Brand controls

Guides

Encode length, content safety, and freeform brand voice into each run.

Adaptive Data treats specification as foundational: goals such as length, safety, and brand voice become objectives that steer what the platform produces. Data configuration should be structural, not a layer of preferences applied after the fact.

In the Python SDK, brand_controls on datasets.run is where you express that specification. It covers:

length — target verbosity of generated completions.
safety_categories — content safety categories to enforce.
hallucination_mitigation — web-search grounding (covered in Mitigating hallucinations).
blueprint — a freeform system prompt for tone, persona, language, or any guideline that does not fit the structured fields.

Together these help ensure adapted data matches how much your product says, what it is allowed to say, and how it says it.

Length

Sets how verbose adapted completions should be—aligned with UI copy limits, documentation depth, or coaching-style responses.

run = client.datasets.run(
    dataset_id,
    column_mapping={"prompt": "instruction", "completion": "response"},
    brand_controls={
        "length": "concise",
    },
)

Safety categories

Completions that violate selected categories are handled according to platform policy—so training data stays closer to rules you can audit, not ad hoc filtering downstream.

run = client.datasets.run(
    dataset_id,
    column_mapping={"prompt": "instruction", "completion": "response"},
    brand_controls={
        "safety_categories": ["harassment", "hate"],
    },
)

Example values appear in tests; for production, treat the API schema as source of truth.

Blueprint: freeform brand voice

Use blueprint when the guideline is a sentence or paragraph, not a structured flag—tone, persona, target audience, language preferences, or product-specific phrasing. The string is injected as a system prompt on every generated completion, so it applies uniformly across the run.

run = client.datasets.run(
    dataset_id,
    column_mapping={"prompt": "instruction", "completion": "response"},
    brand_controls={
        "blueprint": (
            "You are a customer-success assistant for Acme. "
            "Answer in British English, stay warm but concise, "
            "and never recommend third-party tools."
        ),
    },
)

Use blueprint alongside the structured fields: length and safety_categories handle quantitative and policy constraints, while blueprint carries qualitative brand/style instructions.

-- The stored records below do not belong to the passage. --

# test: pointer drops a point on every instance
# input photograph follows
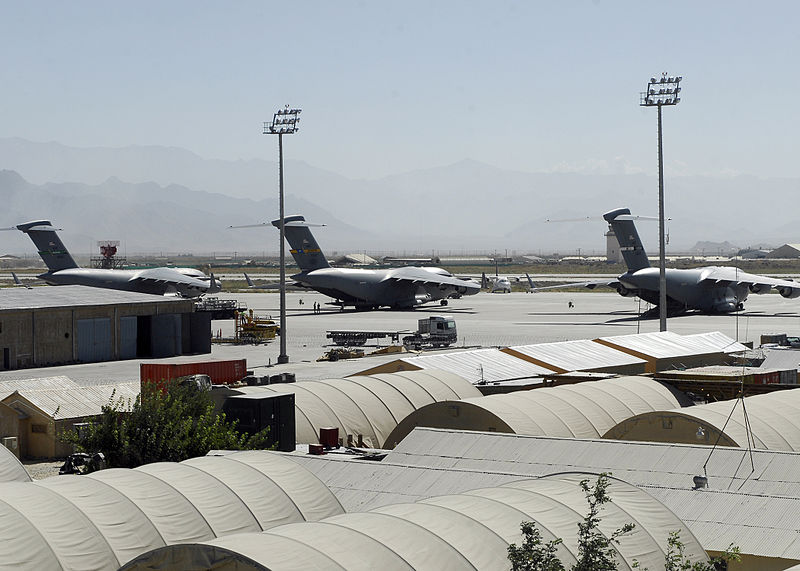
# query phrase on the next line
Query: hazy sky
(388, 87)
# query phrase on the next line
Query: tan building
(37, 418)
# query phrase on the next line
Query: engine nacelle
(789, 292)
(759, 288)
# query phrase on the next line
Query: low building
(46, 326)
(786, 251)
(37, 418)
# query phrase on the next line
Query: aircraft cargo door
(127, 337)
(94, 340)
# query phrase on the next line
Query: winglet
(214, 286)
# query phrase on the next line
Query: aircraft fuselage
(687, 289)
(157, 282)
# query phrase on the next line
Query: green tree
(164, 424)
(676, 560)
(533, 555)
(596, 552)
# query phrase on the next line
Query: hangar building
(46, 326)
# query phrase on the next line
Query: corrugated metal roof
(714, 341)
(11, 469)
(580, 355)
(487, 365)
(72, 402)
(53, 383)
(72, 295)
(664, 344)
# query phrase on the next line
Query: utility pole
(284, 122)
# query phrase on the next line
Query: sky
(391, 87)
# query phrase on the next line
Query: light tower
(284, 122)
(662, 91)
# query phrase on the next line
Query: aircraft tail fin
(630, 244)
(51, 248)
(214, 286)
(304, 247)
(18, 282)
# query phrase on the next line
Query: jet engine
(789, 292)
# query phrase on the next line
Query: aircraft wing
(415, 276)
(612, 283)
(757, 284)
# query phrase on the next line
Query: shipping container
(221, 372)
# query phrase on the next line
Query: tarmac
(483, 320)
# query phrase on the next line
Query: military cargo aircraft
(711, 289)
(62, 269)
(398, 288)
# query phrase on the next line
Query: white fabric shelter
(463, 531)
(774, 420)
(367, 406)
(582, 410)
(105, 519)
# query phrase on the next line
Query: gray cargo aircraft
(62, 269)
(397, 288)
(711, 289)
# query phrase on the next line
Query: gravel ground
(40, 470)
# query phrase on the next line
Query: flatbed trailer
(347, 338)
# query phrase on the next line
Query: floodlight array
(284, 122)
(662, 91)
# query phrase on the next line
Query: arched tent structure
(366, 406)
(774, 420)
(464, 531)
(583, 410)
(105, 519)
(11, 469)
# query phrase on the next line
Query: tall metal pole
(283, 357)
(662, 257)
(284, 122)
(660, 92)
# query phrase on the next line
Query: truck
(434, 331)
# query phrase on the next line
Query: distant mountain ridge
(464, 207)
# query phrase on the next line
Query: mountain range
(165, 199)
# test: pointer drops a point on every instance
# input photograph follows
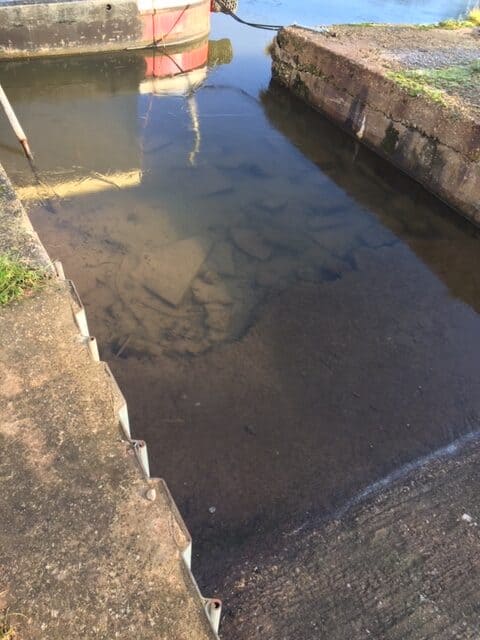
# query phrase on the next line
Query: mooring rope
(255, 25)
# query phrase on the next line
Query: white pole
(16, 126)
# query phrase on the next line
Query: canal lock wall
(92, 543)
(350, 74)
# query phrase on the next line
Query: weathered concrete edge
(413, 134)
(19, 238)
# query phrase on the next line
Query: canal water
(290, 318)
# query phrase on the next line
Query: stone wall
(433, 143)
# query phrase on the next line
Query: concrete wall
(59, 28)
(438, 148)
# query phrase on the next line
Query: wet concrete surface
(327, 336)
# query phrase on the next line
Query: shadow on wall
(399, 203)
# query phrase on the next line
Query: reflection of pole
(16, 126)
(193, 111)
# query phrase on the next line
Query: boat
(30, 28)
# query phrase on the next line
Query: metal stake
(16, 126)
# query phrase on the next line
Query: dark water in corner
(327, 325)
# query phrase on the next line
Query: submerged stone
(169, 271)
(251, 243)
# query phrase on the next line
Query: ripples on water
(289, 317)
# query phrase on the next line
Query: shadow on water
(399, 203)
(319, 327)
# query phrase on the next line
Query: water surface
(290, 318)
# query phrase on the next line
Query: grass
(433, 83)
(415, 86)
(7, 631)
(16, 280)
(471, 20)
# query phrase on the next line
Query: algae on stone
(17, 278)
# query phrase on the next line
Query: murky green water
(290, 318)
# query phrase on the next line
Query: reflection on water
(289, 317)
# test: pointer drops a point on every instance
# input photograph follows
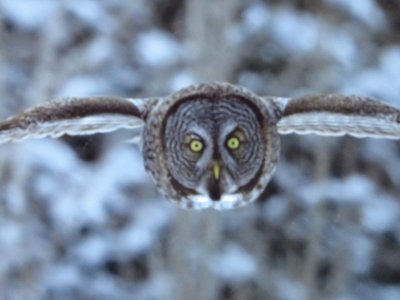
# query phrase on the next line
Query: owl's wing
(74, 116)
(337, 115)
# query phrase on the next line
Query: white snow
(29, 14)
(234, 264)
(158, 49)
(365, 10)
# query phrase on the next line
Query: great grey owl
(210, 145)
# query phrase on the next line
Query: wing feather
(73, 116)
(337, 115)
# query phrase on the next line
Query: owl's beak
(216, 170)
(213, 185)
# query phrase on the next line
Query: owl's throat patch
(214, 189)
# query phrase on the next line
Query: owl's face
(217, 151)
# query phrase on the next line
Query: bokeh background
(79, 217)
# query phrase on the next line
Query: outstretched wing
(74, 116)
(336, 115)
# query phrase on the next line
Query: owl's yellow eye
(233, 143)
(196, 146)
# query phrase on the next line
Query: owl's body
(209, 145)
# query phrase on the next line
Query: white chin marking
(227, 201)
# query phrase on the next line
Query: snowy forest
(81, 219)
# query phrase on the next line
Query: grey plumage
(209, 145)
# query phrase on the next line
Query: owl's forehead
(218, 110)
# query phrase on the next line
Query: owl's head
(213, 145)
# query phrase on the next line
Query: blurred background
(79, 217)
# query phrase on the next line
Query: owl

They compose on the same run.

Combined example

run = client.datasets.run(
    dataset_id,
    column_mapping={"prompt": "instruction", "completion": "response"},
    brand_controls={
        "length": "detailed",
        "safety_categories": ["harassment", "hate"],
        "blueprint": "Answer in British English with a warm, concise tone.",
    },
)

Full script

import os
import time

from adaption import Adaption, DatasetTimeout

client = Adaption(api_key=os.environ["ADAPTION_API_KEY"])
dataset_id = os.environ.get("ADAPTION_DATASET_ID")

if not dataset_id:
    result = client.datasets.upload_file("training_data.csv")
    dataset_id = result.dataset_id
    while True:
        status = client.datasets.get_status(dataset_id)
        if status.row_count is not None:
            break
        time.sleep(2)

run = client.datasets.run(
    dataset_id,
    column_mapping={"prompt": "instruction", "completion": "response"},
    brand_controls={
        "length": "concise",
        "safety_categories": ["harassment", "hate"],
        "blueprint": "Answer in British English with a warm, concise tone.",
    },
)
print(f"Run started: {run.run_id}")

try:
    final = client.datasets.wait_for_completion(dataset_id, timeout=3600)
    print(f"Finished: {final.status}")
    if final.error:
        raise RuntimeError(final.error.message)
except DatasetTimeout:
    print("Timed out")

url = client.datasets.download(dataset_id)
print(f"Download: {url}")

When to use each control

length — Match assistant response depth to product constraints (short replies vs long explanations).
safety_categories — Encode policy-aligned training data for moderated or customer-facing models.
blueprint — Encode qualitative brand voice: tone, persona, language, product-specific phrasing, or any guideline that does not fit the structured fields.
hallucination_mitigation — Enable web-search grounding to reduce fabricated content. See Mitigating hallucinations.